Church News – June

Posted

As the Coronavirus pandemic continues to dominate the news, upend our lives and distract us with daily updates on numbers of cases and deaths, the consequences of re-opening perhaps too soon or too quickly, and on and on ... it’s easy to lose track of the lives we lived a few months ago.

Media has kept us informed of the various ways that people have coped with this new normal. We see footage from hospitals and from the places where bodies are cold-stored. From empty schools turned into shelters for the homeless. From government buildings where frustrated citizens are claiming their constitutional rights to free assembly, regardless of the danger to others. Only now, numbed and discouraged, are we reading the names of the dead (N.Y. Times), in full realization that people have lost loved ones without being able to say goodbye. Fellow humans deal with shock and grief with limited physical support from family and friends. Families have been left broken, impoverished. Women and children are quarantined with volatile partners or fathers.

The question some are forced to ask is, where is God in all this?

One answer came by way of an email, which quoted thus: God, ever the gentleman, upon noting that his presence was not acknowledged, asked for or required, made a quiet, polite exit, leaving us to fend for ourselves. How does that resonate for you?

I find quite the opposite to be true. Daily I read or hear at least one story that lifts my heart. Impromptu balcony concerts, volunteers delivering meals, even flowers. Every evening at 7 p.m. my five-year-old grandson gathers his family on the front deck to bang pots and pans with neighbors who are doing the same, maybe honking car horns, saying “thank you” to frontline workers. Drive-by birthday parties, Churches zooming their worship, choirs performing digitally. And loveliest of all, I have watched videos of young First Nations children, in full regalia, dancing their precious little prayers for the world. The divine lives and breathes in each of these. And I have seen proof of mother Earth breathing deeply of fresh air, her children coming out of hiding to revel in a world free of human activity.

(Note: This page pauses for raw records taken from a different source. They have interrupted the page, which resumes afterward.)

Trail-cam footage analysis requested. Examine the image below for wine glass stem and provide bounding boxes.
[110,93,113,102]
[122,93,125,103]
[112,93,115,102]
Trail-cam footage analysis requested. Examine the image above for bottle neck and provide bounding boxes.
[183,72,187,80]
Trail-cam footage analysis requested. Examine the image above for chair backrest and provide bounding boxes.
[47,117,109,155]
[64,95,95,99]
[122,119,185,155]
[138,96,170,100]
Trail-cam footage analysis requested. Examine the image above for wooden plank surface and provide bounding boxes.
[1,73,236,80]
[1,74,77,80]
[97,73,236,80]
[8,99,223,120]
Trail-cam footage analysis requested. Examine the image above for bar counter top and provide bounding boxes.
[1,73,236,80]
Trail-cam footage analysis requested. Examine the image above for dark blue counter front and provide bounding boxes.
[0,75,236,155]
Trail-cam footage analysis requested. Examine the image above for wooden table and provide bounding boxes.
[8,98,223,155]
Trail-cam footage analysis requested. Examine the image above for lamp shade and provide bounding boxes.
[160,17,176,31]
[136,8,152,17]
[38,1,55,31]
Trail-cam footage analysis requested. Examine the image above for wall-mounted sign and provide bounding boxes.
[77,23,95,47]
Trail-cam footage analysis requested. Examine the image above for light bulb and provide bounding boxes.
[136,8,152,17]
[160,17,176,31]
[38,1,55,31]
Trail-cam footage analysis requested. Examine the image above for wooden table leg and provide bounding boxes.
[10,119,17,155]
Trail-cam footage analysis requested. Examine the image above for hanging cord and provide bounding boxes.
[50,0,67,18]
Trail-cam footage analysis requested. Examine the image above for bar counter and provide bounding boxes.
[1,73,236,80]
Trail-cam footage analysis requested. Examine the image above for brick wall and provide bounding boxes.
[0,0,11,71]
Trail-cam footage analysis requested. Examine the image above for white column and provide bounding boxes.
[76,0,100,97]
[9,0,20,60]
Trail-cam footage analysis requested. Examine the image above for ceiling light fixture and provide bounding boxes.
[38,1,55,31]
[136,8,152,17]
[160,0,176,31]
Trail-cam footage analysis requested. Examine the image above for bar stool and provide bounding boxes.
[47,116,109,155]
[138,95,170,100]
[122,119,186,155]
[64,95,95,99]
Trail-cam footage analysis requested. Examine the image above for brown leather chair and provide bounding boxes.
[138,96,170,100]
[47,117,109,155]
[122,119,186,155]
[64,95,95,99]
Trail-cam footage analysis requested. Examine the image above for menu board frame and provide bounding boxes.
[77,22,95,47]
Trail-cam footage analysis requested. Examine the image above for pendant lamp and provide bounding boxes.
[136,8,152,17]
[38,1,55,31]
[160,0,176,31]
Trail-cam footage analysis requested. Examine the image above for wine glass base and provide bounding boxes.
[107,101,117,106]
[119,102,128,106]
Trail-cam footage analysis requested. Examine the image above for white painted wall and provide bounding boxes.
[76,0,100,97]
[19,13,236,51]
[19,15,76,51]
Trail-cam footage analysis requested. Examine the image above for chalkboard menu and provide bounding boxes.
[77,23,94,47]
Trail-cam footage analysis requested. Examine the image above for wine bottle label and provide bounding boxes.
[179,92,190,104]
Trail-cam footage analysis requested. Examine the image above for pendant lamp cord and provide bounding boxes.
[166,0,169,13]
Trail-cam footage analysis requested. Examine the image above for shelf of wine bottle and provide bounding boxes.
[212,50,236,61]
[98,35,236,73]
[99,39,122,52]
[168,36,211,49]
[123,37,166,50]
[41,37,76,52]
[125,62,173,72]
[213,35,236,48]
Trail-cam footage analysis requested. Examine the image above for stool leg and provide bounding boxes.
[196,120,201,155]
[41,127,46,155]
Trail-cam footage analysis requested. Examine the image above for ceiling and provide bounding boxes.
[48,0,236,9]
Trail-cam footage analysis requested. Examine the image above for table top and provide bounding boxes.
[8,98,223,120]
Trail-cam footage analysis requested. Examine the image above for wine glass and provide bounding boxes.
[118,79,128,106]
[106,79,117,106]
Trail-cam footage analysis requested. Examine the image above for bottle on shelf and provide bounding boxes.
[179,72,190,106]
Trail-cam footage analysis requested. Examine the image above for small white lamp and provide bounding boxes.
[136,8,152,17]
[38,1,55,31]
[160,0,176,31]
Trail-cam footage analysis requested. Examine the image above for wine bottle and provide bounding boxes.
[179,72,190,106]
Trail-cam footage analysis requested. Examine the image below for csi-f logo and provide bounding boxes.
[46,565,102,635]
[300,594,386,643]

God has been present throughout this experience, in joy and sorrow, in grief and relief. And when this is all over, God will still be there, still waiting for us to reach out for wisdom, comfort and guidance, perhaps with ears a bit more tuned in, hands a bit more reaching out, hearts a bit more open and minds a bit more humbled and receptive to the possibility that the divine is ever present, ever vigilant, ever caring, ever waiting. And perhaps wanting to wonder with you if your life will change as a result of this experience. Will “back to normal” ever be the same? Will you seek to create a “new normal?” As we move toward a post-pandemic, we will be adjusting to new realities. We may long for a return to “normal” but “normal” may need to be re-defined. Whatever the future holds we can know this to be true:

And lo, I am with you always, to the close of the age.